Uniform distribution that depends on exponential?

126 Views Asked by At

So I'm trying to solve this problem:

Let $X \sim \operatorname{Exponential}(\lambda)$. Let $Y \sim \operatorname{Uniform}(0,X)$. You are given $\operatorname{E}[X] = 1/ \lambda$ and $\operatorname{E}[X^2] = 2/\lambda^2$.

What are $\operatorname{E}[Y]$ and $\operatorname{Var}[Y]$?

So my initial thought was just to use the formula $\operatorname{E}[X] = \frac{1}{2}(a+b)$ for the expectation of a uniform variable and use $\operatorname{E}[X] = 1/ \lambda$ as $b$ for the above formula.

This is obviously wrong.

My next approach was to just think of this as a joint distribution as follows:

$$ f_{XY}=\frac{1}{\lambda \exp(-\lambda x) } $$

I got this by using the pdf formula for uniform distribution: $f(x) = \frac{1}{b-a}$ and the formula for pdf of exponetial: $f(x) = \lambda \exp(-\lambda x)$.
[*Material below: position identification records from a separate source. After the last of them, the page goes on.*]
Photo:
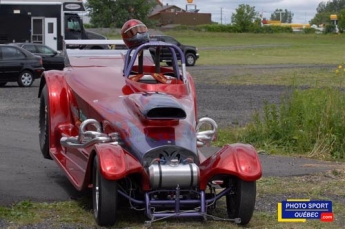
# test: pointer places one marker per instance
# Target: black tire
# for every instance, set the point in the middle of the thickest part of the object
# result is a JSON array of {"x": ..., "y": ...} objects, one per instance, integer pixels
[
  {"x": 104, "y": 196},
  {"x": 26, "y": 78},
  {"x": 43, "y": 124},
  {"x": 241, "y": 202},
  {"x": 190, "y": 59}
]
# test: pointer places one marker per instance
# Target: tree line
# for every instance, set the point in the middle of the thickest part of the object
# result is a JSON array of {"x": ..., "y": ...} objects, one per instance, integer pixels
[{"x": 114, "y": 13}]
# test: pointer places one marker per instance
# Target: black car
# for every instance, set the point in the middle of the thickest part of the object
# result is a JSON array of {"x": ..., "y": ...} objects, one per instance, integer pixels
[
  {"x": 190, "y": 52},
  {"x": 19, "y": 65},
  {"x": 52, "y": 60}
]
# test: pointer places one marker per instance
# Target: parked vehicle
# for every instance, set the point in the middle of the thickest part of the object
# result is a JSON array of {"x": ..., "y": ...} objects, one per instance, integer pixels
[
  {"x": 19, "y": 65},
  {"x": 127, "y": 127},
  {"x": 52, "y": 60},
  {"x": 190, "y": 52},
  {"x": 44, "y": 21}
]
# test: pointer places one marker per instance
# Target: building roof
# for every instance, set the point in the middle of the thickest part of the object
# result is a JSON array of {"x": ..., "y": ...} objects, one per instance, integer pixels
[{"x": 159, "y": 8}]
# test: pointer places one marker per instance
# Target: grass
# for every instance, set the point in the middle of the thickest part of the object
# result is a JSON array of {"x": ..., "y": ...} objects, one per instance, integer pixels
[
  {"x": 242, "y": 49},
  {"x": 250, "y": 49},
  {"x": 270, "y": 191}
]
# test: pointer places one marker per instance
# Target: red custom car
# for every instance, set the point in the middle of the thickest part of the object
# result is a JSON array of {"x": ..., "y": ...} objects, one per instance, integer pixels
[{"x": 119, "y": 123}]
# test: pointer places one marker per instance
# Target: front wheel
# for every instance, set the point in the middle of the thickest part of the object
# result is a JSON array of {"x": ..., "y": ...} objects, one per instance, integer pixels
[
  {"x": 190, "y": 59},
  {"x": 26, "y": 78},
  {"x": 240, "y": 202},
  {"x": 104, "y": 195}
]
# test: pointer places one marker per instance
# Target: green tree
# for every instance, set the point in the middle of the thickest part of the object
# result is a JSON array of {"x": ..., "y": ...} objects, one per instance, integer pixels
[
  {"x": 114, "y": 13},
  {"x": 321, "y": 18},
  {"x": 286, "y": 16},
  {"x": 325, "y": 9},
  {"x": 244, "y": 17}
]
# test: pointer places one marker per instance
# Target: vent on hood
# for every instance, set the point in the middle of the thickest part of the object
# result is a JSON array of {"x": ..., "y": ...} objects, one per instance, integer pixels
[{"x": 158, "y": 106}]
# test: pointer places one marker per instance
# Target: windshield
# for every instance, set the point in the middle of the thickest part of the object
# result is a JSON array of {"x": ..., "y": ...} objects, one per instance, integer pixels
[{"x": 73, "y": 24}]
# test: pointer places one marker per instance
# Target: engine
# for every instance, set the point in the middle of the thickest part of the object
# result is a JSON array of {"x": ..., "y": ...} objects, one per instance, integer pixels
[{"x": 173, "y": 174}]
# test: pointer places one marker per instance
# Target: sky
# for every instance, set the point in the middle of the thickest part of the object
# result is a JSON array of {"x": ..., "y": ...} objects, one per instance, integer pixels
[{"x": 221, "y": 10}]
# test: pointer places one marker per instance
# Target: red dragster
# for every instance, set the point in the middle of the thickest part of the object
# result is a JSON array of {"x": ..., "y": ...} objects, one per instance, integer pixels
[{"x": 119, "y": 123}]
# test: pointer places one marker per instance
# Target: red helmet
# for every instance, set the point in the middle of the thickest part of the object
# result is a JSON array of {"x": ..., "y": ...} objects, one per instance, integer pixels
[{"x": 134, "y": 33}]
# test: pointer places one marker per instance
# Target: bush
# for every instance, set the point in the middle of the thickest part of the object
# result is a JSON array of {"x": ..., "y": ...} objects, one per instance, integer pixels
[
  {"x": 309, "y": 30},
  {"x": 309, "y": 121},
  {"x": 329, "y": 29}
]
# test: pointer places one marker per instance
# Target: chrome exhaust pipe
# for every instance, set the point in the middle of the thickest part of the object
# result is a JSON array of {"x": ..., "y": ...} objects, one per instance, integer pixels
[{"x": 88, "y": 138}]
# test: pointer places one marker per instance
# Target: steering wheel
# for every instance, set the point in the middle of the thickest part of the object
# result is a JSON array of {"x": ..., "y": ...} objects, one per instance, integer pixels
[{"x": 157, "y": 76}]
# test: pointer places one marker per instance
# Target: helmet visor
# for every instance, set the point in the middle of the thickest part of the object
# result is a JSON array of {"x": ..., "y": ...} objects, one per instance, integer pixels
[{"x": 140, "y": 28}]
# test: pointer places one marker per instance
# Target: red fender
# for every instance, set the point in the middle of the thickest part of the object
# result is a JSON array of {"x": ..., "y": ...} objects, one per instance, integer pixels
[
  {"x": 60, "y": 115},
  {"x": 240, "y": 160},
  {"x": 115, "y": 163}
]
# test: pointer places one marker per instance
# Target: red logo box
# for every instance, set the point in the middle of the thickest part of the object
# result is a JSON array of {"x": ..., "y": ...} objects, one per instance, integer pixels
[{"x": 327, "y": 217}]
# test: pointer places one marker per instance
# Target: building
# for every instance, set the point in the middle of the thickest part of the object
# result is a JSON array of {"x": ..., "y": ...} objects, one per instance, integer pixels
[{"x": 171, "y": 14}]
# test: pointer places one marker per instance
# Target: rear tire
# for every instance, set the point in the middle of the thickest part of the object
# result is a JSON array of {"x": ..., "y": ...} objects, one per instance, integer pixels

Next step would be to find the marginal distribution of $Y$ using:

$$ f_Y= \int_x\frac{1}{\lambda \exp(-\lambda x) } $$

Once I have the marginal distribution I can find the expectation and variance. But this integral is just infinity if I'm doing it right.

What am I doing wrong? Is there an issue with how I'm conceptually framing this problem?